Diet effect on nitrogen partitioning and isotopic fractionation (δ15N) in ruminants

Abstract

The main objective of this PhD study was to investigate the relationship between nitrogen (N) partitioning and isotopic fractionation (δ15N) in ruminants consuming diets with varying levels of N and/or water soluble carbohydrate (WSC). Nitrogen balance studies were conducted for all studies with measuring δ15N from various N sinks (e.g., milk, plasma, urine and faeces). Concentrations of blood (BUN) or milk urea N (MUN) and urinary excretion of purine derivative (PD) were also measured to provide indications to N metabolism in the whole body and rumen levels. Treatment effects were tested using ANOVA; the relationships between measured variables were analysed by linear regression analysis.

Studies of lactating cows (Chapter 4) and lactating goats (Chapter 5) explored the manipulation of WSC/N effect on N-use efficiency (NUE; milk N output/N intake), whilst studies of non-lactating sheep (Chapter 3) and lactating goats (Chapter 5) explored the manipulation of WSC/N effect on urinary N output proportion to N intake (UN/NI) and urinary N output proportion to faecal N output (UN/FN).

The increase in WSC/N increased NUE of lactating cows by 56 % through increasing energy intake and milk N output (MN), and decreasing N intake. On the other hand, the increase in NUE and MN were not shown in lactating goats study. It is believed the lack of response was mainly due to the high dietary N concentration and very high dietary WSC concentration in conjunction with unchanged DMI, compared with lactating cows study. No change in MCP was detected in lactating goats study; but a possibility of rumen acidosis resulted from excessive WSC intake should not be excluded. No change in UN/NI was observed from both the non-lactating sheep and lactating goats studies. Little dietary effect on UN/NI in lactating goats may be explained by similar reasons (i.e., high dietary N and WSC concentration and fixed DMI) led to lack of N partitioning response to dietary treatment. Calculated microbial crude protein production per unit of fermentable ME (MCP/FME) and PD analysis suggested no improvement in MCP was achieved in non-lactating sheep study. No change in UN/FN was observed in both lactating goats and non-lactating sheep studies. The opposite effect from dry matter digestibility (increased) and N digestibility (decreased) resulted in little changes in non-lactating sheep FN when WSC/N increased. On the other hand, lack of changes in MCP synthesis resulted in no changes in UN in lactating goats study.

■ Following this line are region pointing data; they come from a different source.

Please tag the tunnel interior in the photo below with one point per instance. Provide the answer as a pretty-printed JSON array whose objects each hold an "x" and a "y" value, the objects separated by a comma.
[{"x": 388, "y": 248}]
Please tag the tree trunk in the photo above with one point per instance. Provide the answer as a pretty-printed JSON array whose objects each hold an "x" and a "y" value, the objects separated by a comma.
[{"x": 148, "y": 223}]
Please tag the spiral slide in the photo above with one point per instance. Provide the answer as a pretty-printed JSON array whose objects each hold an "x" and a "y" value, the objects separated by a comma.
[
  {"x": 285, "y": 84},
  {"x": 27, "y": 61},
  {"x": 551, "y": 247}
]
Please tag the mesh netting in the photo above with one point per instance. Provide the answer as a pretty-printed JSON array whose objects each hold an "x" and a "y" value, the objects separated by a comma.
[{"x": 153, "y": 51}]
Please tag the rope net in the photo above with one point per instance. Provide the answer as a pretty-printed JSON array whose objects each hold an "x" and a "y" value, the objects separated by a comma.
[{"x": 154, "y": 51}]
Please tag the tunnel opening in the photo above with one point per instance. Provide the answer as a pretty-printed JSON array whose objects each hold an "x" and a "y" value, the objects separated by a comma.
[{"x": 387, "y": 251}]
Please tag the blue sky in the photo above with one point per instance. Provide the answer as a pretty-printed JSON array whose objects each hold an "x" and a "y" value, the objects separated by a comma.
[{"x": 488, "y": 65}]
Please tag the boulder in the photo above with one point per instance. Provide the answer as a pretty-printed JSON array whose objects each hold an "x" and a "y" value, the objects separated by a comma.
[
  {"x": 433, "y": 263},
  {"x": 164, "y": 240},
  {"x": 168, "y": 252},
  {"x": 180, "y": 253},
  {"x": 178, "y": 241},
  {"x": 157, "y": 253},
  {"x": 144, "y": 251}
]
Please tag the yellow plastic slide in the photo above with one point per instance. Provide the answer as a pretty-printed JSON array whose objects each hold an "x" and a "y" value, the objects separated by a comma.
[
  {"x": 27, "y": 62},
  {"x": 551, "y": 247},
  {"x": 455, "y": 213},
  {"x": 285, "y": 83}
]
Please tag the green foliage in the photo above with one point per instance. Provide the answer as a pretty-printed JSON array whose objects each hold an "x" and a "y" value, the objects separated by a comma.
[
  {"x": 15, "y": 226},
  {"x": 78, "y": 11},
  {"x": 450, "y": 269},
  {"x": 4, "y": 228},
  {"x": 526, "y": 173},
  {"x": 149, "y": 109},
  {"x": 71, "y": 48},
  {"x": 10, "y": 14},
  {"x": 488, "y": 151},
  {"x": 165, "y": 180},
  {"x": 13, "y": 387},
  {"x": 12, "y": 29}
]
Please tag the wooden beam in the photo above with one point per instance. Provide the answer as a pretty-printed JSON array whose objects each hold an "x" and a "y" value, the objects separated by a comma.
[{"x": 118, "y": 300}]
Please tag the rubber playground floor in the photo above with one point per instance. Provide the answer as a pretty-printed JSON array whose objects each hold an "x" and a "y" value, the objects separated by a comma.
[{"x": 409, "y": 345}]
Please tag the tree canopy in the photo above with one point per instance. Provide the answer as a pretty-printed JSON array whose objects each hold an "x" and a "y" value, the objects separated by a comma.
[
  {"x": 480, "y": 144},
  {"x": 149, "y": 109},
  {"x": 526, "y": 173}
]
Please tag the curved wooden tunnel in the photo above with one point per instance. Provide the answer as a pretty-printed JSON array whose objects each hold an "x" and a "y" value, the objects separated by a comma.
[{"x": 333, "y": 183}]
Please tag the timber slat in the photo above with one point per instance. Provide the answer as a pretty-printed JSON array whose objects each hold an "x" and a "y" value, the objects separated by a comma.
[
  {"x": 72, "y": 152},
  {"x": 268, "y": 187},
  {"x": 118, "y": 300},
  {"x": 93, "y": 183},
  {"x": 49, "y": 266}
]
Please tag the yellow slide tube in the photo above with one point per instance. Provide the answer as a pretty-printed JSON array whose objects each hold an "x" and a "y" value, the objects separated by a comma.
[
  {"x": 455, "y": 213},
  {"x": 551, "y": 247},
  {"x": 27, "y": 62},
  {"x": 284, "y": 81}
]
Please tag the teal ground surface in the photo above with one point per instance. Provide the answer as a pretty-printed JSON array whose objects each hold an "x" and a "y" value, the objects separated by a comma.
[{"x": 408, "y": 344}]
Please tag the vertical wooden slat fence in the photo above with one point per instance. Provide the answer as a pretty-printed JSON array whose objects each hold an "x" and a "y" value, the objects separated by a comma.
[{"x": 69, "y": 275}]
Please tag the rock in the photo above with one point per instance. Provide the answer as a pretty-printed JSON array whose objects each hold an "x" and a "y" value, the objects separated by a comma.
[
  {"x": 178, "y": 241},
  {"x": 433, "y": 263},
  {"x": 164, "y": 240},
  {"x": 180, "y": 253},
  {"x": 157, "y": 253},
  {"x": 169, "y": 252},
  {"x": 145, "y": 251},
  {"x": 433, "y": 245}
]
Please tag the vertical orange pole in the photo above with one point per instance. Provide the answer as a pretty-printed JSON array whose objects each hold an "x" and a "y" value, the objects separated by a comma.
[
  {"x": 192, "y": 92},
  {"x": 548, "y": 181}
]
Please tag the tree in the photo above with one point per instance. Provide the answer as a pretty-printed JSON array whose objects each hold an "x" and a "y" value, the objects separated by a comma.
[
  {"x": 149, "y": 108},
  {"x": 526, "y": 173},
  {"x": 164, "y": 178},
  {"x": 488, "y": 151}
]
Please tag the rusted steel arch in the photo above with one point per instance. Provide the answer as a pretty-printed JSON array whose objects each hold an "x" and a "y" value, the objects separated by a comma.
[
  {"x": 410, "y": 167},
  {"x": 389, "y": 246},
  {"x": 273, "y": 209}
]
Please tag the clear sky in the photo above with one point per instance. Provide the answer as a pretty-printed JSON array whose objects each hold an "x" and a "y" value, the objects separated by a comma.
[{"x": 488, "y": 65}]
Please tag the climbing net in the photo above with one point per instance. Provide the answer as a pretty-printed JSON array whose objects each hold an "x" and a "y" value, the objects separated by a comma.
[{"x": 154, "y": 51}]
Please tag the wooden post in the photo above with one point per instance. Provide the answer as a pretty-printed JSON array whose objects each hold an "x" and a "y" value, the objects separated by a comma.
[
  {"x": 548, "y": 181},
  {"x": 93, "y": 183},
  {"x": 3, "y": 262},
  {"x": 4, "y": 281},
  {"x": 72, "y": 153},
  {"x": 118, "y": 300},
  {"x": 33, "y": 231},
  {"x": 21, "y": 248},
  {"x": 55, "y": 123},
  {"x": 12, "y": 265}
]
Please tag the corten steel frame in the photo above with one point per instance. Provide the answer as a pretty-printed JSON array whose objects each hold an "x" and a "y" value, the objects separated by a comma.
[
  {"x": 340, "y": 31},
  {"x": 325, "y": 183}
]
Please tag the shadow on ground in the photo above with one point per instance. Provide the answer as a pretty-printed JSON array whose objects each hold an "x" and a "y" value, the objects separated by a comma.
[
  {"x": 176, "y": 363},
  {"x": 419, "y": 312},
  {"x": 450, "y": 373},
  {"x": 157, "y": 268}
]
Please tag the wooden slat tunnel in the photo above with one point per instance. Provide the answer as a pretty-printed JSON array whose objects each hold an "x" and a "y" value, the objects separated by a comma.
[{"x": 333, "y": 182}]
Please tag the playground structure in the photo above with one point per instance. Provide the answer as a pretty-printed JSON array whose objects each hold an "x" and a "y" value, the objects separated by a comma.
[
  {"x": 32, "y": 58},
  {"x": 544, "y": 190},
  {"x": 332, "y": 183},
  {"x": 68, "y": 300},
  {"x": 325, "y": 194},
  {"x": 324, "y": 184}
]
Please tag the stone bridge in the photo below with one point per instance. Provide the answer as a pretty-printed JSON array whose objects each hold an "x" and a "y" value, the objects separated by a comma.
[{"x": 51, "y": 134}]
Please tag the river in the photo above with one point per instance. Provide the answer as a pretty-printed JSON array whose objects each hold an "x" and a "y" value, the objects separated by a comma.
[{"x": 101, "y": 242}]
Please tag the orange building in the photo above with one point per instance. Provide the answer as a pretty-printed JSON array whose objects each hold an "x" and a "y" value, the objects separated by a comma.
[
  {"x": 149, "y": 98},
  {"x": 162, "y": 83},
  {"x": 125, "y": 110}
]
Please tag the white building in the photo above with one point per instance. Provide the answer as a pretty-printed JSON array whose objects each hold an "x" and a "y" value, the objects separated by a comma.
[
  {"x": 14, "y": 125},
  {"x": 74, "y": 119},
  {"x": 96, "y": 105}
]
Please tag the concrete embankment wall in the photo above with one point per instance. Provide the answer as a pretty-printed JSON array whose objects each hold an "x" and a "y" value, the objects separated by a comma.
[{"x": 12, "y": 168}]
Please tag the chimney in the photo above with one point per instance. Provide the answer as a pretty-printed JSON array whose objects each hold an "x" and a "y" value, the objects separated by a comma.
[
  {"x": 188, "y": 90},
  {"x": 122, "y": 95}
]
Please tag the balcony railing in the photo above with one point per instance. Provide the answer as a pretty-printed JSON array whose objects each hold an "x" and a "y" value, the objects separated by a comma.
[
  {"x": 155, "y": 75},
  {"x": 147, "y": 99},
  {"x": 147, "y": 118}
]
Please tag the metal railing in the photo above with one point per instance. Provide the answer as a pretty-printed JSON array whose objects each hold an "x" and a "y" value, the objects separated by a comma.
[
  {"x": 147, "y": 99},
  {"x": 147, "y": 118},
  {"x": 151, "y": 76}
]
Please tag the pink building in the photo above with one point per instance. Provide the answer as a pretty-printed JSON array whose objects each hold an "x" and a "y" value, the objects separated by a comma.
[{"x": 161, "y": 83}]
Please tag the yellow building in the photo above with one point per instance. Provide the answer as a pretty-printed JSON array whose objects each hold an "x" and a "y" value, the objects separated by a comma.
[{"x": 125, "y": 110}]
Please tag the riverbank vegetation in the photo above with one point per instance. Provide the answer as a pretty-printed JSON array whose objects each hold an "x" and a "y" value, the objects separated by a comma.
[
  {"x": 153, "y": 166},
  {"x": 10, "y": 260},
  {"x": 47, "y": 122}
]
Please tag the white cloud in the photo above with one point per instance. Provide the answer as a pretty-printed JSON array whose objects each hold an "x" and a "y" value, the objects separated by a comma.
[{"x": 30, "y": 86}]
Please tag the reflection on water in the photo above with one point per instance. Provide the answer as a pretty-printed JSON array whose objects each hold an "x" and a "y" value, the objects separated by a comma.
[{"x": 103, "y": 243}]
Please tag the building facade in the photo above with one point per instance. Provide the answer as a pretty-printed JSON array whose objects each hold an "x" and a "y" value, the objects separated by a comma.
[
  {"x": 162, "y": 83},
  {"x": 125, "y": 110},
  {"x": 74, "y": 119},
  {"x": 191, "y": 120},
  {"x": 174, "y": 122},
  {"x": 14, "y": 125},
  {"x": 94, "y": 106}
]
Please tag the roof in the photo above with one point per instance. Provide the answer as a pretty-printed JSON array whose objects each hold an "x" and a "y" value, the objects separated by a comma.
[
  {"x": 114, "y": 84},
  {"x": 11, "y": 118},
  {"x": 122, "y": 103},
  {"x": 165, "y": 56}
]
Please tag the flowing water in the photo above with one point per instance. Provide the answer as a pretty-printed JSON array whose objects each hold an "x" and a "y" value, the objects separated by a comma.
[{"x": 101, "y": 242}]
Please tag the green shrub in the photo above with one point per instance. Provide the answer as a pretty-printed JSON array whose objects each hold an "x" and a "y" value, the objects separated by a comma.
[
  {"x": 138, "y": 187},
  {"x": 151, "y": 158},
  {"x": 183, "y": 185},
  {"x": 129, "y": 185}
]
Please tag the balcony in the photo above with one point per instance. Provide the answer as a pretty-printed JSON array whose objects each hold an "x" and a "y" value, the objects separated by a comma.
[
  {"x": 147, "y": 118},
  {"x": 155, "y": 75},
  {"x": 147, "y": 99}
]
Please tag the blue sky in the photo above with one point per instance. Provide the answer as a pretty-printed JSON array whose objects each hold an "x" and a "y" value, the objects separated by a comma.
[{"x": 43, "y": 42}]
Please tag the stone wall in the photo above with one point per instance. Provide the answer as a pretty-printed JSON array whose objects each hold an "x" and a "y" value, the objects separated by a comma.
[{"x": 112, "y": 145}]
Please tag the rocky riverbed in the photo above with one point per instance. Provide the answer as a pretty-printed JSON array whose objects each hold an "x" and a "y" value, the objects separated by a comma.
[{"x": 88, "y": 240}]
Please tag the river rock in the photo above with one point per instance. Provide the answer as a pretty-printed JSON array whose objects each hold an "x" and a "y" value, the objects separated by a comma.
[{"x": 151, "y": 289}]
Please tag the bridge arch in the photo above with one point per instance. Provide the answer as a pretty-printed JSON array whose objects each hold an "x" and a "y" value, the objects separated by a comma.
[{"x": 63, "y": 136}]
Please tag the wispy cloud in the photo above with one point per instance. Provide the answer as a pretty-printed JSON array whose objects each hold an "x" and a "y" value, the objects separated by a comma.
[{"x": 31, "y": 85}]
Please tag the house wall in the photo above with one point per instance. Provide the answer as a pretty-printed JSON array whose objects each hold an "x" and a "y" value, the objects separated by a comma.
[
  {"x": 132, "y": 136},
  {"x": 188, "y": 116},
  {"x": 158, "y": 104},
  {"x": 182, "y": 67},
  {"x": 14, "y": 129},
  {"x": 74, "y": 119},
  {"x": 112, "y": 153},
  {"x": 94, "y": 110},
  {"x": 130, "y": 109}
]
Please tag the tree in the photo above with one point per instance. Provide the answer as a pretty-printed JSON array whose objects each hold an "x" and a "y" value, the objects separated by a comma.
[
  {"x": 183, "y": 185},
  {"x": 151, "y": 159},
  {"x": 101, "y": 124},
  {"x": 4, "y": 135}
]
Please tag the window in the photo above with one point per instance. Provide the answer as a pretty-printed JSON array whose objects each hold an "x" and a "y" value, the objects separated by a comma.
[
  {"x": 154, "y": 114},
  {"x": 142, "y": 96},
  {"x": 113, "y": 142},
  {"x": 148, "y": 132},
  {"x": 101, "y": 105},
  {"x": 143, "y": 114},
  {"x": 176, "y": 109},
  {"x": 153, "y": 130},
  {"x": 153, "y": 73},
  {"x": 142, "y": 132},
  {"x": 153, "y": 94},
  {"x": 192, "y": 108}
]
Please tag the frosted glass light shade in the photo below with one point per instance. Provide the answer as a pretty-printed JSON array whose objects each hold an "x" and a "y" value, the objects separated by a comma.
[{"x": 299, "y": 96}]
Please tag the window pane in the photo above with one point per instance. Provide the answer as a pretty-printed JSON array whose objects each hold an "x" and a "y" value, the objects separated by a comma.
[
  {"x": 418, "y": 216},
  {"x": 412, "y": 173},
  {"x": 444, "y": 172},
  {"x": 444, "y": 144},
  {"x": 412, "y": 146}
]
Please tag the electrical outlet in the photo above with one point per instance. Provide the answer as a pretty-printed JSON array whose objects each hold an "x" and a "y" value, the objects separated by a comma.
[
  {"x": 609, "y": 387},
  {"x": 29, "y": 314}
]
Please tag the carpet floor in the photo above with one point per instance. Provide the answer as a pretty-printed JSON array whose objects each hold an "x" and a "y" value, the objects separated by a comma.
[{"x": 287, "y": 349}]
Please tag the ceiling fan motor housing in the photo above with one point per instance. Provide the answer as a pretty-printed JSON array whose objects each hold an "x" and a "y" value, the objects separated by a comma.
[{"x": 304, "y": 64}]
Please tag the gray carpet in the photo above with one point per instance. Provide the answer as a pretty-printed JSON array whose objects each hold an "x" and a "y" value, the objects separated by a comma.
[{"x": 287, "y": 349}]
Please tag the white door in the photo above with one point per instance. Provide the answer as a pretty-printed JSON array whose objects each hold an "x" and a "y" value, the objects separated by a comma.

Plasma, milk, faeces, muscle, wool and liver were enriched in δ15N compared with feed, while urine was depleted in δ15N relative to feed. It is suggested that the main reason for the enrichment of δ15N in faeces is the presence of enriched endogenous material. The majority of N in wool, liver, muscle, milk and plasma exists as true protein, which has been reported to be enriched in δ15N. In contrast, urea is the main N source of urine and is reported to be depleted in δ15N. Regression analysis demonstrated that urine and faecal δ15N were related to feed δ15N (Chapter 5), milk δ15N and plasma δ15N were related to each other (Chapter 4), and muscle δ15N - feed δ15N was related to urine δ15N - feed δ15N (Chapter 3). It is believed that these observed relationships related to N isotopic fractionation during digestion and absorption of feed components, such as WSC and N or a possible common effect of the endogenous N contribution to various N sinks from feed N.

A major observation from this PhD project was the linear relationship between N isotopic fractionation and N partitioning from both non-lactating sheep (Chapter 3) and lactating cows studies (Chapter 4). Two plausible sites (i.e., liver and rumen) of N isotopic fractionation that may be related to N partitioning were discussed in Chapter 6. Overall, under the condition of these studies (high dietary N); the relationships between N isotopic fractionation and N partitioning was believed to be mainly driven by deamination or transamination in the liver, rather than MCP synthesis in the rumen.

Results confirmed there is a potential of using N isotopic fractionation as an easy to conduct indicator of N partitioning. However, further research on the accuracy of using N isotopic fractionation predicting N partitioning at different feeding system (e.g., low vs high N intake); animal variations contribute to changes in N isotopic fractionation; and the contribution from different body parts (e.g., rumen, liver and intestines) are needed.